What's wrong with if/else/while ?? It's pretty straightforward.

> use the true and tried anti-switch mechanisum...
> called polymorphisum.....

please give me example based on a scenario I described. Until then, I just cannot imagine.

[i]Pretty funny how such simple proposal (which I never expected to invoke replies longer than +1/-1/not worth it) can lead to such a religious discussions about core language...:-)[/i]

kcpeppe
Offline
Joined: 2003-06-15

> I know what world you live in. it must be some
> university. :-)

ha... there are some pretty large systems that move large amounts of money and control large shipping lanes based on smalltalk, a language does not NOT have if, if then else, do, while, switch, and any other flow control construct. So, I don't live in the University.. I live in the read world.

> [i]Pretty funny how such simple proposal (which I
> never expected to invoke replies longer than
> +1/-1/not worth it) can lead to such a religious
> discussions about core language...:-)[/i]

if that is all you're looking for -1

;)

patrikbeno
Offline
Joined: 2004-10-11

I am still eagerly waiting for that 'switch' example of yours. Come on!

dragonchick
Offline
Joined: 2003-06-16

IMHO...
For simple switch will be enough:

final static private int ERROR = 0;
final static private int WARNING = 1;
final static private int DEBUG = 2;
final static private int INFO = 3;

final static private String[] ERROR_TYPES =
{"error", "warn", "debug", "info"};
final static private List errorTypes = java.util.Arrays.asList(ERROR_TYPES);

int errorTypeInt = errorTypes.size()+1;
if (errorTypes.contans(errorType) {
errorTypeInt = errorTypes.indexof(errorType);
}

switch (errorType) {
case ERROR: setBackground(RED); break;
case WARNING: setBackground(YELLOW); break;
case DEBUG: setBackground(GREEN); break;
case INFO:
default: setBackground(WHITE); break;
}

at more complex cases, OO should be used.

tackline
Offline
Joined: 2003-06-19

I don't see the point of defining constants if you're only going to use them once. Another problem with that code is there is no reason to assume that the constants match the indexes.
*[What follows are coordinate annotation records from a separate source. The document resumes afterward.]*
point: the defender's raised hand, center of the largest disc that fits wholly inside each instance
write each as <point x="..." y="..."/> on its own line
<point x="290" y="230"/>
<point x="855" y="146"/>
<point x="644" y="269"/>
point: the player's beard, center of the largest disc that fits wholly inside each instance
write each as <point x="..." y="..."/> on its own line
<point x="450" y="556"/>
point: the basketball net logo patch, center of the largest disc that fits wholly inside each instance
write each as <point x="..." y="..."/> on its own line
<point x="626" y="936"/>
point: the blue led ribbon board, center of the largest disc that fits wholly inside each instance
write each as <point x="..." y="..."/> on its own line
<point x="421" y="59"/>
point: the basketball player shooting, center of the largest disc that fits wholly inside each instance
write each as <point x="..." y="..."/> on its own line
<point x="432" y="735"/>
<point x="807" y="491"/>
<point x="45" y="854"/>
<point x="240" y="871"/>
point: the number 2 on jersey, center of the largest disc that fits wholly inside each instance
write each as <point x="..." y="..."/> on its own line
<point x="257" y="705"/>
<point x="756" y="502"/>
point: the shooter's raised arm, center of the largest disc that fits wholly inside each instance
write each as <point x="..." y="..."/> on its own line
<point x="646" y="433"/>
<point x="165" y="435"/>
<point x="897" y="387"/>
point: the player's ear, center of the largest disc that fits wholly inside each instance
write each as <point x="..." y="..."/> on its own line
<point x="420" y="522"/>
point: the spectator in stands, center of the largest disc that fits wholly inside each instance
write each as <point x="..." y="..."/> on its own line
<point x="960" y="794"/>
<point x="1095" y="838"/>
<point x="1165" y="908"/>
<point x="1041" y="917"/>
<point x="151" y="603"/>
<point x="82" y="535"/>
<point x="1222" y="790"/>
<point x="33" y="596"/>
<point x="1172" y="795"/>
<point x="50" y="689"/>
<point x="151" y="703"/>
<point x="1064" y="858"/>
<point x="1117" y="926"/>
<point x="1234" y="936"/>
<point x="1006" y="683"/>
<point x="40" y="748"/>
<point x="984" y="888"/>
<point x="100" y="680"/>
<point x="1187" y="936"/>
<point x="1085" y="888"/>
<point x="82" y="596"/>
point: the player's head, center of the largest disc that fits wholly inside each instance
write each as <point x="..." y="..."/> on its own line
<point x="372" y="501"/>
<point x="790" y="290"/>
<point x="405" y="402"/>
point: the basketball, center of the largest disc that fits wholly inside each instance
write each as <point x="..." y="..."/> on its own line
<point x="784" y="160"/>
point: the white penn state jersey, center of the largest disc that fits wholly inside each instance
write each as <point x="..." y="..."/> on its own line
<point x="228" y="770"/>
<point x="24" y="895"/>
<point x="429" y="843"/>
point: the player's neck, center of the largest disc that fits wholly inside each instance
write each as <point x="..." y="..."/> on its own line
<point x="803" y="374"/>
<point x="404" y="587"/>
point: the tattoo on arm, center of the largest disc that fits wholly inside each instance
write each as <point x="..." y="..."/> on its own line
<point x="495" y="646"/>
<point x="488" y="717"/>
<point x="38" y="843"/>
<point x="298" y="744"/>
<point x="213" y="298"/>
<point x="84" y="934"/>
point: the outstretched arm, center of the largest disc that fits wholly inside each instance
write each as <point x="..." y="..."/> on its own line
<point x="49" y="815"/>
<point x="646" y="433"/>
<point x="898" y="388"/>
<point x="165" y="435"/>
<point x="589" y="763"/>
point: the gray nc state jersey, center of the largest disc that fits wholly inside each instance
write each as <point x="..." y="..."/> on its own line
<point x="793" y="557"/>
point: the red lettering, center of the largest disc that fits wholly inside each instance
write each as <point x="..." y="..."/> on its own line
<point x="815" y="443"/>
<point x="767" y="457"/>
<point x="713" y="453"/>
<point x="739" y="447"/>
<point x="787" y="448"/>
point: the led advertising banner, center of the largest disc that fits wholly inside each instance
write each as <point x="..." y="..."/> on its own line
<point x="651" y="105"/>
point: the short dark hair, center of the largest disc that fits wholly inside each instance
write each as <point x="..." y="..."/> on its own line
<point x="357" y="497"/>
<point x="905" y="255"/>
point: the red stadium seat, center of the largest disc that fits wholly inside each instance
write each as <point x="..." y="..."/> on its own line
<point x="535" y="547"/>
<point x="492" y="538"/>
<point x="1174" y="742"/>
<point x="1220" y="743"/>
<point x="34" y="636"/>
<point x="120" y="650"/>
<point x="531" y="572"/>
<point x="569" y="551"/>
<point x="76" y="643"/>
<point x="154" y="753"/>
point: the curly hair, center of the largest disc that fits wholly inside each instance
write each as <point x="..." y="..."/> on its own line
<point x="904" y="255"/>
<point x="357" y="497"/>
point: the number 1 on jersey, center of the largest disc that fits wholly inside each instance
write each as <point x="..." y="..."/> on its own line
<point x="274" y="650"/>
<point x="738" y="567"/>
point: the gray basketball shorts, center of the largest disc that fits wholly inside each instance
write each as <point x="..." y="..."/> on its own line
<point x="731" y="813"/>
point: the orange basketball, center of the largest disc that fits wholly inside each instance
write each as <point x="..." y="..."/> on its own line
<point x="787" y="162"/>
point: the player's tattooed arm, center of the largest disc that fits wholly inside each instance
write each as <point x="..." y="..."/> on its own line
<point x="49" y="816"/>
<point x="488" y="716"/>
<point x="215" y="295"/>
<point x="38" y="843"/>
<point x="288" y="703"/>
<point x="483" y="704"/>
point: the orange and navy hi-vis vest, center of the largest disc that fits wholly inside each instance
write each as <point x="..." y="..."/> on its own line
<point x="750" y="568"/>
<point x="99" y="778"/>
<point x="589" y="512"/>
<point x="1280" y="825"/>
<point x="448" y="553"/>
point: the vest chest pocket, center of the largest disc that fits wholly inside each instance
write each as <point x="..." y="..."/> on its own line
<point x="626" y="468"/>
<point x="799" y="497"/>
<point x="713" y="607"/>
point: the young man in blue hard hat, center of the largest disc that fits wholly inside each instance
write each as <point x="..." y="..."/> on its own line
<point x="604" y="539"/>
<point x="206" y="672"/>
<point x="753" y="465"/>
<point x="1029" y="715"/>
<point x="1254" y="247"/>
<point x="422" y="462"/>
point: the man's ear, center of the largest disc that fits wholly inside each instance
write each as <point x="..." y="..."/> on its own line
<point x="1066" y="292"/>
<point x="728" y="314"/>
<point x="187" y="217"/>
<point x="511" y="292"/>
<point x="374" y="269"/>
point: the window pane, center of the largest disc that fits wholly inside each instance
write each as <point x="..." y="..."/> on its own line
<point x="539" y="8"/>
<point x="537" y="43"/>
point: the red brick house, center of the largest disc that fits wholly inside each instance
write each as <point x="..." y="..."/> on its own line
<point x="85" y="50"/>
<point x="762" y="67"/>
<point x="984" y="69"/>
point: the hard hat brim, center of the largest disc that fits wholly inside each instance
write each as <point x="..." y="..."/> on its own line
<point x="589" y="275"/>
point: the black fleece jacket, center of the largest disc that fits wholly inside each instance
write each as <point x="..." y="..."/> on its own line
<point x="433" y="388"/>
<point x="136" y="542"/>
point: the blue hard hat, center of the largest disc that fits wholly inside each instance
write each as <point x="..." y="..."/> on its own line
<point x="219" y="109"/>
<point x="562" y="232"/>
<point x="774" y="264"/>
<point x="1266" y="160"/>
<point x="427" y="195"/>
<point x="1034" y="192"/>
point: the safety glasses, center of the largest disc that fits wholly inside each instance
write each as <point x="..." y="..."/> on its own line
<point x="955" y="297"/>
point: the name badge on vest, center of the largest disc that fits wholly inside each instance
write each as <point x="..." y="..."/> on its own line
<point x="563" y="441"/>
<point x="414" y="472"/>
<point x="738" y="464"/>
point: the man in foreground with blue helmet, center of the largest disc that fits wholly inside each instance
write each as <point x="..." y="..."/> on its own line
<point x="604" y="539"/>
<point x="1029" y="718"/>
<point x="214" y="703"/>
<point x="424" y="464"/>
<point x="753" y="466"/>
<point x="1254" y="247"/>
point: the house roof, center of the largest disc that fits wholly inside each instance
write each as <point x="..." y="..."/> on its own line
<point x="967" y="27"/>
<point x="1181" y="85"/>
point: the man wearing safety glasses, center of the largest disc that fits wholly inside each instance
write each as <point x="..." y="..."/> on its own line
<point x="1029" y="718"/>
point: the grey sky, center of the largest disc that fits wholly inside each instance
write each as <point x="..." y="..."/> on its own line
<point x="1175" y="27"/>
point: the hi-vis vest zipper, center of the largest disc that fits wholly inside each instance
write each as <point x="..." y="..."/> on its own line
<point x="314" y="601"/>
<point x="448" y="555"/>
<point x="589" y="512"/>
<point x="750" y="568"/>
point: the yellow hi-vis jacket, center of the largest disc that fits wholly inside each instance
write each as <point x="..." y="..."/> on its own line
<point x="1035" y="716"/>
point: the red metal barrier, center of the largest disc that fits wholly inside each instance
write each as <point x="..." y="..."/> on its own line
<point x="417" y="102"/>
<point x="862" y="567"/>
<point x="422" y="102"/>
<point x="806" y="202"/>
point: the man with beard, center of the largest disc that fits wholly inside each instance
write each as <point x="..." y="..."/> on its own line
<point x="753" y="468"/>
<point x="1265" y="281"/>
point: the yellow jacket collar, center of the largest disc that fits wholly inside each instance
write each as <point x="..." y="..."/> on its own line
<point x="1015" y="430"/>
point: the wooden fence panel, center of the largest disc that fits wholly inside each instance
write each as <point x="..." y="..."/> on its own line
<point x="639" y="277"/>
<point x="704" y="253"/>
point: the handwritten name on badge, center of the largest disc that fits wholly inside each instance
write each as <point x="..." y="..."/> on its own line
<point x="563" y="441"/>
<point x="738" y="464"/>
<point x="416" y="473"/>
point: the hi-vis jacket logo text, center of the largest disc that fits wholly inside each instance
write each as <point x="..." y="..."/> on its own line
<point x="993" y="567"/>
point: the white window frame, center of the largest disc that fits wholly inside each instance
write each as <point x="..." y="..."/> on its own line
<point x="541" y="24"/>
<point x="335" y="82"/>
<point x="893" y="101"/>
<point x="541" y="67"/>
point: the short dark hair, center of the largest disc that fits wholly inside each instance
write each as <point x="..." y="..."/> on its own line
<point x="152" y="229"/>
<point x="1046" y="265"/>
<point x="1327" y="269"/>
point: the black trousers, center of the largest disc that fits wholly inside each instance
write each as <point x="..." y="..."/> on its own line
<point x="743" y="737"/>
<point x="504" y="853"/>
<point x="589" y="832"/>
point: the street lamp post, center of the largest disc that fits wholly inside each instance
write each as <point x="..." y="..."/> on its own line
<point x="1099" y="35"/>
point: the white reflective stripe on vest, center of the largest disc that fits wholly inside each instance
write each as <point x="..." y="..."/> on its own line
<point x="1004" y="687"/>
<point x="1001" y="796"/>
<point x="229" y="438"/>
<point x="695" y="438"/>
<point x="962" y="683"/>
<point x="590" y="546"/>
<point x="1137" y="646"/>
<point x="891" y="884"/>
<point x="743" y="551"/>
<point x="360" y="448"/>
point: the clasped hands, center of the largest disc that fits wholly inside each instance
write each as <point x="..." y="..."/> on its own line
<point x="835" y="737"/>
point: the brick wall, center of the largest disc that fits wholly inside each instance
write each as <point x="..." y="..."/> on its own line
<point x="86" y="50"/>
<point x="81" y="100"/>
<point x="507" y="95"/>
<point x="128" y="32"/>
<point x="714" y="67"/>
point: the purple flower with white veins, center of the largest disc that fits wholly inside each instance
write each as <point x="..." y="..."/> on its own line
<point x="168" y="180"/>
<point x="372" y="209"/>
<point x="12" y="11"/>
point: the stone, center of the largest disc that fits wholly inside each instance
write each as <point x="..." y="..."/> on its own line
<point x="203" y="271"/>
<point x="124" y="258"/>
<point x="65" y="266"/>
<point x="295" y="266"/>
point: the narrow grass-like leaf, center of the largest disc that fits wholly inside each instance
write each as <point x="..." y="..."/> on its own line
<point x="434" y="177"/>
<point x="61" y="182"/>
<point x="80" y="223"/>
One of the better ways of writing it is:

import java.util.*;
import static java.awt.Color.*;
class Cases {
private static final List errors;
private static final int ERROR = 0;
private static final int WARNING = 1;
private static final int DEBUG = 2;
private static final int INFO = 3;
static {
errors = new ArrayList(Collections.nCopies(4, null));
errors.set(ERROR, "ERROR");
errors.set(WARNING, "WARN");
errors.set(DEBUG, "DEBUG");
errors.set(INFO, "INFO");
assert !errors.contains(null);
assert new HashSet(errors).size() == errors.size();
}
public static void main(String[] args) {
switch (errors.indexOf(args[0])) {
case ERROR: setBackground(red); break;
case WARNING: setBackground(yellow); break;
case DEBUG: setBackground(green); break;
case INFO: case -1: setBackground(white); break;
default: throw new Error();
}
}
private static void setBackground(java.awt.Color color) {
System.out.println(color);
}
}

In this case it'd be far, far better to use a map anyway.